Policy learning is closely related to the estimation of heterogeneous treatment effects. In fact, in both settings, we want to investigate how the treatment affects different individuals in different ways.

The main difference between policy learning and the estimation of heterogeneous treatment effects is the objective function. In policy learning, we are acting in a limited resources setting where providing treatment is costly and the cost could depend on individual characteristics. For example, it might be more costly to vaccinate individuals that live in remote areas. Therefore, one might not just want to treat individuals with the largest expected treatment effect, but the ones for whom treatment is most cost-effective.

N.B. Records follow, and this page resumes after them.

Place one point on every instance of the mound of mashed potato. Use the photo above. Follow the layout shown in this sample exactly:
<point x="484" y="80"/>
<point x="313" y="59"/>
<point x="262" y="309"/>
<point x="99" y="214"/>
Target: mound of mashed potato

The utilitarian value of a policy $\pi$

$$ V(\pi) = \mathbb E \Big[ Y_i(\pi(X_i)) \Big] = \mathbb E \big[ Y^{(0)}_i \big] + \mathbb E \big[ \tau(X_i) \pi(X_i) \big] $$

measures the expectation of the potential outcome $Y$ if we were to assign treatment $T$ according to policy $\pi$. This expectation can be split into two parts:

The baseline expected potential outcome $\mathbb E \big[ Y^{(0)}_i \big]$
The expected effect of the policy $\mathbb E \big[ \tau(X_i) \pi(X_i) \big]$

The objective of policy learning is to learn a policy with high value $V(\pi)$. As part (2) of the formula makes clear, you get a higher value if you treat the people with a high treatment effect $\tau(x)$.

A simple approach could be to assign treatment according to a thresholding rule $\tau(x) > c$, where $c$ is some cost below which is not worth treating individuals (or there is not enough budget).

However, estimating the conditional average treatment effect (CATE) function $\tau(x)$ and learning a good policy $\pi(x)$ are different problems.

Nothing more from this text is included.